Counter Terrorism Officer Camilla Bognø - Photo:OSCE
Camilla Bognø attending a seminar in Turkmenistan (Photo: OSCE)

The OSCE is the world’s largest regional security organization, and has projects in many of its participating states. The staff comes from all over the OSCE region, and several among them are Norwegians. In this series of interviews, we ask Norwegians working within the OSCE system to share stories about their work.

“When you work with so many different people with different backgrounds and ideas, you always learn something new, and challenge your own thinking and worldview,” says Camilla Bognø, Counter Terrorism Officer in the OSCE Transnational Threats Department (TNTD). “But the highlight is definitely when we get to see the result of a project we’ve worked on for a long time.”


The TNTD is situated in Vienna, and provides assistance to the participating states’ efforts in combatting transnational threats like terrorism, organised crime, cybercrime and border management. Camilla works in the Action against Terrorism Unit (ATU). “Our work is very much shaped by the OSCE’s multi-dimensional approach to security, and we work closely with the Office for Democratic Institutions and Human Rights to ensure that everything we do is rooted in human rights.”

She elaborates on her last point. “It is a common misconception that security and human rights are separate concepts, and that we have to compromise on one or the other. However, there can never be security without human rights and vice versa. I had the same experience in almost every country I have worked from people with all kinds of background.”

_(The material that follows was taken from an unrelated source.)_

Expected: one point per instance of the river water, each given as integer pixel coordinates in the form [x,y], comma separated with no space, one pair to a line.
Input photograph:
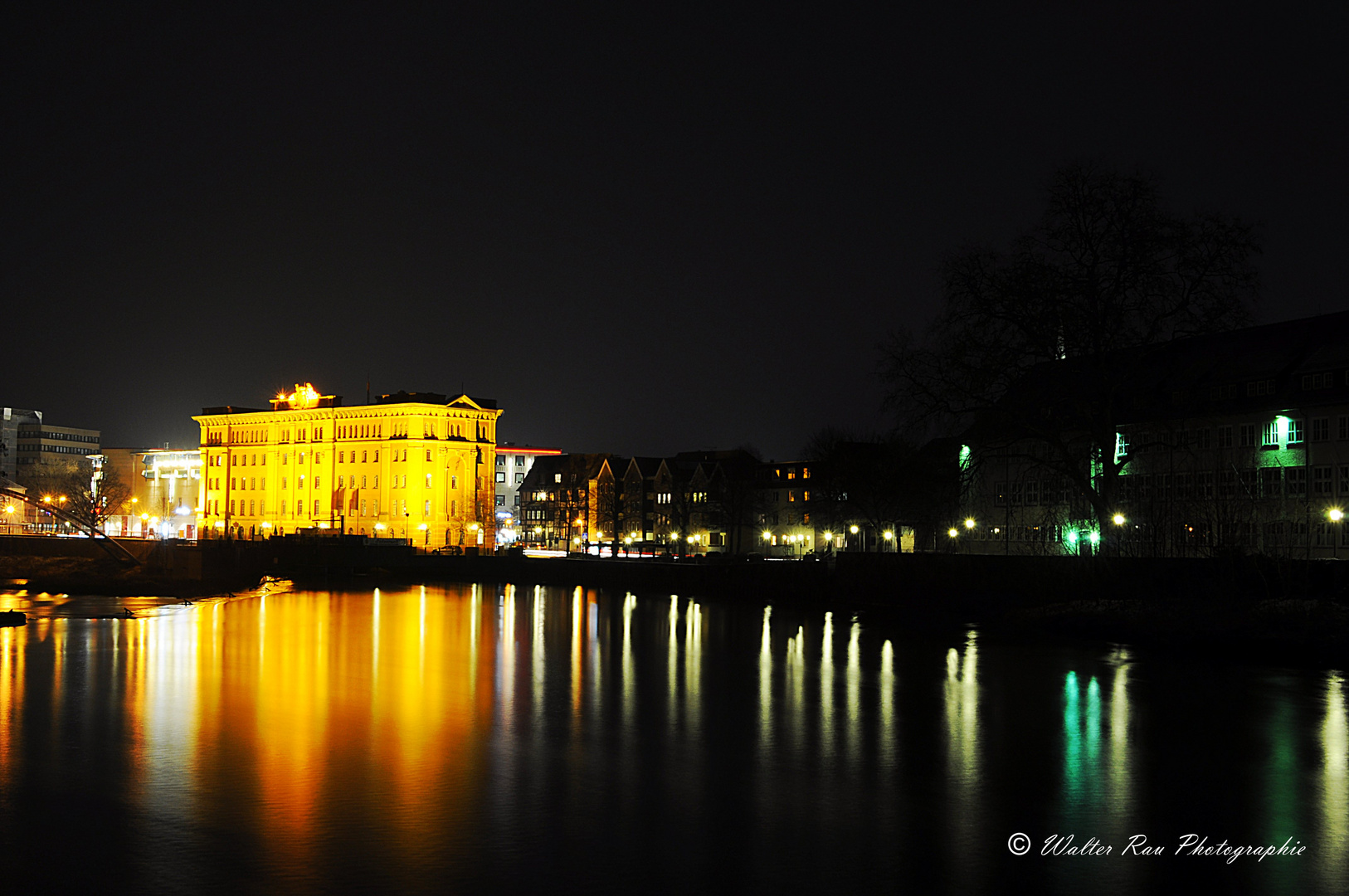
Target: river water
[482,738]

We ask her about her day-to-day work. “The days are very different depending on what we work on. We travel extensively to contribute to training events, workshops and policy seminars,” she says. “We work actively with governments to support them in policy planning as well as give technical input, which often requires us to go to the country in question.” She continues, “The main bulk of my time is currently invested in two projects: Leaders against Intolerance and Violent Extremism (LIVE), a capacity building project to help civil society safely speak up and take action against violent extremism, and Gender Mainstreaming and CVE: A Security Sector Manual
, a handbook being developed for security sector actors with a mandate in countering violent extremism.”

“The frustrating thing about being at HQ is that we sometimes feel a bit disconnected or isolated. Therefore, I was happy that I got to organize the first ever national seminar on preventing and countering violent extremism and radicalisation that leads to terrorism in Ulaanbaatar, Mongolia in 2017. It was a fantastic chance to get to know such a beautiful and unique place.”

When asked what personality traits is most important in her job, her answer is clear. “Patience, persistence, adaptability and a sense of humor.”